Joost van Montfoort
Joost | ||
---|---|---|
1510-1539 | ||
Joost van Montfoort | ||
Burggraaf van Montfoort | ||
Periode | 1522-1539 | |
Voorganger | Jan III van Montfoort | |
Opvolger | Hendrik V van Montfoort | |
Vader | Jan III | |
Moeder | Charlotte van Brederode |
Joost Janszn de Rover van Montfoort (1510-1539) was de 10e burggraaf van Montfoort, heer van Kattenbroek, Heeswijk, Linschoten, dijkgraaf van Lopikerwaard en verkreeg de rechten van Purmerland terug in 1522.
Levensloop
Hij was een zoon van Jan III van Montfoort en Charlotte van Brederode (1495-1529) een dochter van Walraven II van Brederode. Hij volgde zijn vader op als burggraaf in 1522, ook blijkt hij het bezit opnieuw te krijgen van de goederen van Purmerstein en Purmeland[1] nadat deze in 1481 waren geconfisqueerd door het Sticht Utrecht. Op 18 oktober 1530 krijgt Joost een geld toelage van 300 florijnse guldens per jaar van Karel V[2], het vermoeden bestaat dat hij enige tijd dienst had in Bourgondische of Spaanse dienst. Zijn naam komt ook voor als Josse of José in die tijd in documenten. Joost heeft in 1537 een grens geschil over het domein Kockengen met Dirk van Zuylen, hij geeft zijn deel van Kockengen uiteindelijk aan de bisschop van Utrecht. Joost van Montfoort huwde met Anna van Lailang en kreeg minstens twee kinderen met haar.

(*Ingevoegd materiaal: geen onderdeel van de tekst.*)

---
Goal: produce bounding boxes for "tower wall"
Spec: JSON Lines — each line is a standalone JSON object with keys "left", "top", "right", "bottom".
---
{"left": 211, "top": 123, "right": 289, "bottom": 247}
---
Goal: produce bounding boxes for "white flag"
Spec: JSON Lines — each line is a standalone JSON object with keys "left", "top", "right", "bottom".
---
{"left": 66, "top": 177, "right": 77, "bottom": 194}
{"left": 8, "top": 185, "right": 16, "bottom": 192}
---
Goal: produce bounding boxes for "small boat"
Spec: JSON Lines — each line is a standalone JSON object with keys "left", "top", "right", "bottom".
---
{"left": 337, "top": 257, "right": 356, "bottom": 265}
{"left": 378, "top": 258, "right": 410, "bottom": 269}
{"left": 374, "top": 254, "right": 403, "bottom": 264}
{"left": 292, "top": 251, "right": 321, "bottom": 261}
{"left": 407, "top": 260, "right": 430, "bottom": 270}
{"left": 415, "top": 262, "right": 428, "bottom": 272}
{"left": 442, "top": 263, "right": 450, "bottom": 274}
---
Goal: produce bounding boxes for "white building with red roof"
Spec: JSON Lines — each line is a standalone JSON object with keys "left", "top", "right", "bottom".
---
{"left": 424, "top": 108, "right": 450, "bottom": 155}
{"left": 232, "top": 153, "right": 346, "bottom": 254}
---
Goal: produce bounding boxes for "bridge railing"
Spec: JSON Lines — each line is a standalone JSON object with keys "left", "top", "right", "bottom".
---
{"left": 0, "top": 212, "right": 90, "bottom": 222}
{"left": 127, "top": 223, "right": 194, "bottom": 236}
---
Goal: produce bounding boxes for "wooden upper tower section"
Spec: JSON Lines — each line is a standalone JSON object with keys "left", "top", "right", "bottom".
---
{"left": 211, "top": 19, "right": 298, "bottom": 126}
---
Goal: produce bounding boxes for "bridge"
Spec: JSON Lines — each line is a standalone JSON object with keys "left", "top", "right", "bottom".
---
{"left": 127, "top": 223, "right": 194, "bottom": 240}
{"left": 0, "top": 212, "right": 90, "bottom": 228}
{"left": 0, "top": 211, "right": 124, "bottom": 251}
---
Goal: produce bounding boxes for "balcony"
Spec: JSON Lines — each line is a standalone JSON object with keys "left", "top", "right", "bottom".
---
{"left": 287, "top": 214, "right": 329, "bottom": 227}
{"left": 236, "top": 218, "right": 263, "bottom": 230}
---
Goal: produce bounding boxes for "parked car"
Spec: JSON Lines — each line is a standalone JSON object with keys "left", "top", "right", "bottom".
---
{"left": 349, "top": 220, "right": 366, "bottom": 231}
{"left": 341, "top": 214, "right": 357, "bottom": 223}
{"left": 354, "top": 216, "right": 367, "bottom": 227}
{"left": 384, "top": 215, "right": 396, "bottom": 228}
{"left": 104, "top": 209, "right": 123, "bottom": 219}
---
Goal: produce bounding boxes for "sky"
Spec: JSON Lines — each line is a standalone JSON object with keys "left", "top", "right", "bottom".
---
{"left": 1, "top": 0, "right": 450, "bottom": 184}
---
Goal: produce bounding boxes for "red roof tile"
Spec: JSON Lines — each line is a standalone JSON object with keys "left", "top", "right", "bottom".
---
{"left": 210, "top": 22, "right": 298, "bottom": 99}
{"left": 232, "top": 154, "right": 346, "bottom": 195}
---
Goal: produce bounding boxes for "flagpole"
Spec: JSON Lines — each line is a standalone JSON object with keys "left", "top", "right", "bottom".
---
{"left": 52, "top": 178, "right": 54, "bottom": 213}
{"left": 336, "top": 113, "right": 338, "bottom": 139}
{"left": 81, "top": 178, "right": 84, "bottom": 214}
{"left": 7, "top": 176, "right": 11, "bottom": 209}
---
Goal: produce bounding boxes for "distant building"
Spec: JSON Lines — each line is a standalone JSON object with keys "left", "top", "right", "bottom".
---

- Jan IV van Montfoort (1532-1582) laatste burggraaf uit het geslacht de Rover (van Rode).
- Philippa van Montfoort (1535-1592) huwde Johan Briffeul van Merode (1530-1592), zij erfde de bezittingen van haar broer.
Joost overleed op 29-jarige leeftijd en werd opgevolgd door zijn jongere broer Hendrik V van Montfoort als burggraaf, omdat zijn zoon Jan nog niet mondig was.